Over a dozen years have passed since I first stepped into advocating with volunteer work. I just returned from Washington D.C. from my fifth attendance of the Melanoma Research Alliance (MRA) Scientific Retreat. This was my third trip there because the last two years were virtual. The MRA has taken to heart the importance of advocacy with their Advocate Exchange program and the first half day of the retreat is set aside for us. Once the research presentations started, I would say that about 70% of the content still went over my head. But with diligent note taking, I obtained vital information that I was able to bring back and use when advocating.

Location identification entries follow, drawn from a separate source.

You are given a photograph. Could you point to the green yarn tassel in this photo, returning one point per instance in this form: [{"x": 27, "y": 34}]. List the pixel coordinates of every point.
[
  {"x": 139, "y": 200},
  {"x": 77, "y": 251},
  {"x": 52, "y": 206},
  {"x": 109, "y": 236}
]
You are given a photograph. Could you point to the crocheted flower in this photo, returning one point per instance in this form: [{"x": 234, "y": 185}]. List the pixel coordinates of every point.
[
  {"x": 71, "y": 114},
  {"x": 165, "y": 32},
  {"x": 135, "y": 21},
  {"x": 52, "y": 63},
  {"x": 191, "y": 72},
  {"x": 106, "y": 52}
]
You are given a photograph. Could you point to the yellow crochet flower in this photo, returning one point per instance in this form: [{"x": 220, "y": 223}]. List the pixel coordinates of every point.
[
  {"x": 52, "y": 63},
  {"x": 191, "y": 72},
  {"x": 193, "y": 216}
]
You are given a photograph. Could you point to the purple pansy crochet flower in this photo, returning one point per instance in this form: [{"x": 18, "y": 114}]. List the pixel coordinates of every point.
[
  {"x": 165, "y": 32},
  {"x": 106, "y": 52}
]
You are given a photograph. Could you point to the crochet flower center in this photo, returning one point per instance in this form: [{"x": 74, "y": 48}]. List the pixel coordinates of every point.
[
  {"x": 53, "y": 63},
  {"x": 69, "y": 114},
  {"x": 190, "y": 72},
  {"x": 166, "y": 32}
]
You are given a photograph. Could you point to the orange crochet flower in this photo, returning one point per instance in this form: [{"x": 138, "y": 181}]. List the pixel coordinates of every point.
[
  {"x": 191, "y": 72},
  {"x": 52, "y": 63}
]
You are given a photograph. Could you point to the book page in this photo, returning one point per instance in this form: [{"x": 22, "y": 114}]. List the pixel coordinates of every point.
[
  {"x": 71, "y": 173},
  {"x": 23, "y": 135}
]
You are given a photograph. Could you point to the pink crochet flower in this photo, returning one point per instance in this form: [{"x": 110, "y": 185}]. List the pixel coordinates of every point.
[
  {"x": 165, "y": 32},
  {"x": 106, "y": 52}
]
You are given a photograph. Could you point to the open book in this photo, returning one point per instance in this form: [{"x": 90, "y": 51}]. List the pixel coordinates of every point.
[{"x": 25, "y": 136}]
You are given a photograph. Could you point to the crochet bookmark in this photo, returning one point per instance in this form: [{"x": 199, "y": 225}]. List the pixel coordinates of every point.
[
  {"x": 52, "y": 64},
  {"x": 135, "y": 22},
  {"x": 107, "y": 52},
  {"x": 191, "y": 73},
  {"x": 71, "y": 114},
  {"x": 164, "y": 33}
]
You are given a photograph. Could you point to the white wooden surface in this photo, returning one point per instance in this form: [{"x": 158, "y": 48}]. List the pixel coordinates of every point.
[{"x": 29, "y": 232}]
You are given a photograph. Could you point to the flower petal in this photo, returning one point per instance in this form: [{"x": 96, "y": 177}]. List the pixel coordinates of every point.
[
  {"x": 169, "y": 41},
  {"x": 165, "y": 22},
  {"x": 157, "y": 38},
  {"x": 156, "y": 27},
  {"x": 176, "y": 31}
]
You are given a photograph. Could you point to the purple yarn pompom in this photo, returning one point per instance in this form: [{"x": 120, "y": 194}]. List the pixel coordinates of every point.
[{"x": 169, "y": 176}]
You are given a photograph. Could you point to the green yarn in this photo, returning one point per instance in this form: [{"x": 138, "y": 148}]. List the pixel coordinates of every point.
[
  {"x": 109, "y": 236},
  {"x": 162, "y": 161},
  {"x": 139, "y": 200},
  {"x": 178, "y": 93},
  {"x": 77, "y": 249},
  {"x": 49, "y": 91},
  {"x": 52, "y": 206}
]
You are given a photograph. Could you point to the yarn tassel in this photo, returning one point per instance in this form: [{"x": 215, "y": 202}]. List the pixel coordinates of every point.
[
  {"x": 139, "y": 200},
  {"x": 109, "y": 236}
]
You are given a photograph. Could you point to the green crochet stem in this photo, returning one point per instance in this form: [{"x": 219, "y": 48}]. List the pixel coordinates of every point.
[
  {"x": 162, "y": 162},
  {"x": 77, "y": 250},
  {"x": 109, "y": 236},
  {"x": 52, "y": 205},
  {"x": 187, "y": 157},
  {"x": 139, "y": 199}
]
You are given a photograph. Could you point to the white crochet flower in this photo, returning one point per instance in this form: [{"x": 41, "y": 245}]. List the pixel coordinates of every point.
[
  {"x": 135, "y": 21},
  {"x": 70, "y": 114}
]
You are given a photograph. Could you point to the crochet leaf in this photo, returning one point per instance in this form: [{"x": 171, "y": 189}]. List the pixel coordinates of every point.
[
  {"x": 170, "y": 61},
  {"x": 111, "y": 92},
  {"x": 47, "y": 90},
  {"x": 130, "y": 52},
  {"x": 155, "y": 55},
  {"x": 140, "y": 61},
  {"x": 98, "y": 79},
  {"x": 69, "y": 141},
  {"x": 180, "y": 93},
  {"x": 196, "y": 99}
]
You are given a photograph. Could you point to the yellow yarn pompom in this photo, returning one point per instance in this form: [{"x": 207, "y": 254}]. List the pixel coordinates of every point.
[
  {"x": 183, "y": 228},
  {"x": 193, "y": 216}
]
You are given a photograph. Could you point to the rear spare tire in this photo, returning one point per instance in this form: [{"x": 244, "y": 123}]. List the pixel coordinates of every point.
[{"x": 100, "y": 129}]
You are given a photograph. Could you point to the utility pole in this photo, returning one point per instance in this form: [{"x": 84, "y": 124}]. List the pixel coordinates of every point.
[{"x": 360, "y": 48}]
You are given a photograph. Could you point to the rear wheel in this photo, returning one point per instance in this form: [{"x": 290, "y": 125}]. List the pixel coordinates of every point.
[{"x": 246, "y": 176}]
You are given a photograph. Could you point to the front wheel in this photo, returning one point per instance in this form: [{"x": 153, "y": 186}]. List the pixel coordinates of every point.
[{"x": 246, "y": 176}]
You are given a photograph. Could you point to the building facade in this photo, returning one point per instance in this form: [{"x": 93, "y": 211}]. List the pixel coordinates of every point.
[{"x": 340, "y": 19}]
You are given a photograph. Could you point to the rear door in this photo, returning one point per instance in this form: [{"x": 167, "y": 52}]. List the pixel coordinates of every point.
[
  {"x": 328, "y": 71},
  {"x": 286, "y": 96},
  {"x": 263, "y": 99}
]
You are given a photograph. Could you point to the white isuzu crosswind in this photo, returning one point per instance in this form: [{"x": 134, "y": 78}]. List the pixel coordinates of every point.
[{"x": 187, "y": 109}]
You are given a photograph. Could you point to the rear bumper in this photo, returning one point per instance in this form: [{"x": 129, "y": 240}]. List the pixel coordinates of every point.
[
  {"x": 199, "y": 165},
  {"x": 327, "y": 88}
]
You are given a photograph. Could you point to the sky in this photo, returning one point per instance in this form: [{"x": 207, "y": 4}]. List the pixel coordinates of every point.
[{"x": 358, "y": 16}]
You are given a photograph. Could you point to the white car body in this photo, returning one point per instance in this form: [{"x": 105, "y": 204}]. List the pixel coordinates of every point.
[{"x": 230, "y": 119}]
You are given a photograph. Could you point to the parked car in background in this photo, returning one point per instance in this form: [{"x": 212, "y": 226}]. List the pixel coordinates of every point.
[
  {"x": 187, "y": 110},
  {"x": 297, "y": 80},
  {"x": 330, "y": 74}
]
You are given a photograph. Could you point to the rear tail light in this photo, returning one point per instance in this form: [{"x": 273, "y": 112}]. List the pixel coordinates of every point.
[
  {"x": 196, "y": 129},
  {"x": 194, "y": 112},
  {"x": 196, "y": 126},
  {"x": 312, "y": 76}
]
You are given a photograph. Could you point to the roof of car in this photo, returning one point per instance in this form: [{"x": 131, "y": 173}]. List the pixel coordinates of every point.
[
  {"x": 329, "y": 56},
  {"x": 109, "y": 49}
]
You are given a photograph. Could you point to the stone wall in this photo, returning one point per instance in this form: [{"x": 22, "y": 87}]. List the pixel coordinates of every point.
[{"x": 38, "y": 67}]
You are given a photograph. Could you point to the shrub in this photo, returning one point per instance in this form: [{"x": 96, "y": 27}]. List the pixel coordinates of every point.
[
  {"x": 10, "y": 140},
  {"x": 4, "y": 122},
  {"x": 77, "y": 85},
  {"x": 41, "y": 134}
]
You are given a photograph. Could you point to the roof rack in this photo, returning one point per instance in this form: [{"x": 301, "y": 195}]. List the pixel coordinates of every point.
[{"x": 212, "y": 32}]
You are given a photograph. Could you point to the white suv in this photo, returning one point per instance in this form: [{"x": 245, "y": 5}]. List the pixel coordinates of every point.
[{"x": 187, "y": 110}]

Between the presentations and the roundtables, meals, poster sessions and social interactions, the subject matter can be widely varied and dynamic. You will never know what you will come across. Attendees learn that these researchers are real people with the same everyday concerns. You might be speaking to someone at breakfast about how we prepare dinners for the family, and that afternoon realize they are the ones presenting the complicated chemical balance of cellular manipulation.
During a poster session this year, I listened as a biologist was having a discussion with a visiting chemist. While these are widely different scientific studies, they spent an hour figuring out how their research meshed on a chemical level. I listened as they worked on translating the two scientific languages so the research could be understood and used by both.
Most advocates feel burnout at some time, plugging along and sometimes feeling that they are hitting their head on a brick wall. But events like this are beneficial, even beyond the information they offer. Cancer conferences renew inspiration. I always leave feeling energized and ready to fight for whatever project I am currently involved in.